Being a caregiver is like having another buddy, especially when they spend so much time together during the day; thus, getting to know each other is crucial in facilitating their union.

Who Pays for End of Life Care?

As the leading Nursing Agency in London, we’re continuing our blog posts on the most asked questions.

End-of-life care refers to health care for someone on the verge of death, in the developed stage of a terminal illness. People who are dying need care physically, spiritually, mentally, and emotionally. End to life care.

End-of-life care is specialized medical care for someone with a severe illness. It is usually used in providing relief for patients to reduce the effect of the severe symptoms and stress of the illness

End-of-life care is administered to anyone who is severely ill no matter the age or the stage of the illness. Curative treatment can be added during palliative care. They are administered by specially trained doctors, nurses, and some other trained specialists.

End-of-life care is not only for someone with cancer. It is available to anyone who needs treatment to manage symptoms such as pain or breathlessness no matter what your illness is.

When is it time to use End-of-life care?

End-of-life care could be a touchy topic for some patients, families, and physicians to discuss. The latter may suffer fears or have a false perception of them. Or they don’t know when it’s time to use it. You may want to consider End-of-life care when your doctor tells you that you have an ailment that is serious or shortens your life expectancy and that:

You visit hospitals continually, and treatments for your illness no longer relieve your symptoms or enhance your quality of life.

You are unable to take care of yourself or you are increasingly dependent on others.

However, despite the shock of the announcement of the diagnosis – it is essential to put yourself together, with the sick person, the key questions before starting end-of-life care. What does my loved one want? Has he/she clearly stated his/her end-of-life wishes? If so, was this expressed in writing? If not, what should be done? What are advance directives used for? How to avoid medicinal relentlessness? How to relieve pain?

What are the types of end-of-life care?

Whether you’re contemplating end-of-life care for yourself or a loved one, it is possible to come across words you’re not solely familiar with, which can be intimidating. Here are the types of end-of-life care alternatives you need to know about.

  1. Hospice

Hospice is meant to deliver symptom relief and general health care in circumstances where an individual’s doctor speculates they have around six or fewer months to live. This is why it’s only purposeful for people with a chronic illness, like terminal cancer, who have stopped treatments to cure their disease or slow its progress.

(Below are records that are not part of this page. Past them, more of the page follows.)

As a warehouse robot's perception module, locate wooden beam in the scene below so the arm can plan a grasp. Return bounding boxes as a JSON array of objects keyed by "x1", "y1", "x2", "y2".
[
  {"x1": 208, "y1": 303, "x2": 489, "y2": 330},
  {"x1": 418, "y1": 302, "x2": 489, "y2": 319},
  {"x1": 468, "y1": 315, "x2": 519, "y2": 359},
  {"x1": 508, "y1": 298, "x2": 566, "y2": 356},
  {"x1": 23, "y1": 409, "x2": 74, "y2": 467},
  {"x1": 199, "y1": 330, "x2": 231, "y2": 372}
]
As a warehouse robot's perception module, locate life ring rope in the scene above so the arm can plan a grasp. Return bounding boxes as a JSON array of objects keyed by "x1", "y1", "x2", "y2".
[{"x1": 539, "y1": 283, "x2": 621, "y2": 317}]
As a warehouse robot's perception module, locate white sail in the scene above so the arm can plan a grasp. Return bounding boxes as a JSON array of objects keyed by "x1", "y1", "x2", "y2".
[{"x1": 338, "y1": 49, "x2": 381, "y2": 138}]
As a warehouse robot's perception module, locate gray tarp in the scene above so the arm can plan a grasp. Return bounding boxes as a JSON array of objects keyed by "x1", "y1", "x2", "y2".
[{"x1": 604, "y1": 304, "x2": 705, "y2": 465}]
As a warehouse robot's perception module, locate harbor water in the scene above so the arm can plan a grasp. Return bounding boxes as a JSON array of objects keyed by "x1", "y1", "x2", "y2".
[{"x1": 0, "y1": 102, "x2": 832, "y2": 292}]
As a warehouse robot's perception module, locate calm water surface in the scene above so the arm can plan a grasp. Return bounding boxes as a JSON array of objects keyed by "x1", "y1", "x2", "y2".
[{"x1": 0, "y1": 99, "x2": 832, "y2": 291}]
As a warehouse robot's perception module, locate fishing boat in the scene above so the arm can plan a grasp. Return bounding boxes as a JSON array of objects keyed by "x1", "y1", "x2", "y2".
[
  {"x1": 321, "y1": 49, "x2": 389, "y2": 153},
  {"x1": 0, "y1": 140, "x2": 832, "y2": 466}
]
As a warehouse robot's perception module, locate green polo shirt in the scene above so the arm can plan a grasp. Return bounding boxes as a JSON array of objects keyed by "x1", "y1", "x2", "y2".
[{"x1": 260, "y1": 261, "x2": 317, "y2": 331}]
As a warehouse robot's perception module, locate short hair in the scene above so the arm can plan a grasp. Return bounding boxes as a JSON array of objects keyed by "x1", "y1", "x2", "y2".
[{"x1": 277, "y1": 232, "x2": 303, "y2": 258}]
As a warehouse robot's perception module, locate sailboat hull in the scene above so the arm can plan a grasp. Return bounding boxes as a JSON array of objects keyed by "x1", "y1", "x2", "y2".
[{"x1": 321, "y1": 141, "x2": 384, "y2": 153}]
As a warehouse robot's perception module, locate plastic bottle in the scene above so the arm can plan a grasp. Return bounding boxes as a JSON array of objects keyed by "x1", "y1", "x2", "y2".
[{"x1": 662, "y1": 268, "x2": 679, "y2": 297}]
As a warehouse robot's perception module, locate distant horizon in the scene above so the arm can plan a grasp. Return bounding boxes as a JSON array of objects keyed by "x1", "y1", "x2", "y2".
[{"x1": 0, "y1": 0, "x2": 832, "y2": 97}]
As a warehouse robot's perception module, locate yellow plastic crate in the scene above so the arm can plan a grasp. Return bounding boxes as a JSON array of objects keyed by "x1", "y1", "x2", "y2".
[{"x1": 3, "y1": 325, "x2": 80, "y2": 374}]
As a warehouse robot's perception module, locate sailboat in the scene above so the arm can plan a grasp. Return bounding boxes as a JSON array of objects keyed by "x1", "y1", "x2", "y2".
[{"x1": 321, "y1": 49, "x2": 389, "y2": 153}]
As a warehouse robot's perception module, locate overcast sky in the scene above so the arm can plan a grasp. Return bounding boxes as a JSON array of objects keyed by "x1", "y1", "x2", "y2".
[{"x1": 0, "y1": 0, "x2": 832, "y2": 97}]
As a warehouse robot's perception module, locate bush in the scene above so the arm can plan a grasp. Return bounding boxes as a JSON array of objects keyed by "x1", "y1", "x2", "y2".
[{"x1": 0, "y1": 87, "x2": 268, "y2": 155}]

Hospice can be delivered in various environments, like at a person’s home or in a facility like a nursing home, hospital, or hospice center. Members of hospice include nurses, doctors, social workers, spiritual advisors, and trained volunteers. They are to visit regularly to deliver care.

  1. Nursing homes

Nursing homes concentrate more on medical care than your common supported living facility, but they also provide personal care services like giving residents daily meals and helping with daily activities. They may also include rehabilitation services e.g physical and speech therapy, and recreational activities, too.

Who then pays for end-of-life care

Financial turmoil can add to the heartbreak and confusion since end-of-life decisions are based not only on a patient’s needs but also on financial abilities. Here are some popular alternatives

Private Insurance

Private health insurance policies vary widely in terms of range. If the policy includes hospice, end-of-life care, or palliative care, it will cover most of those fees.


Some governments cover end-of-life care. Some government policies or governmental organizations can be set for this purpose.


People without private health insurance, and who are not covered by a government policy, must pay for end-of-life care themselves. However, there are some NGOs that help in the payment of this which are sponsored by philanthropists.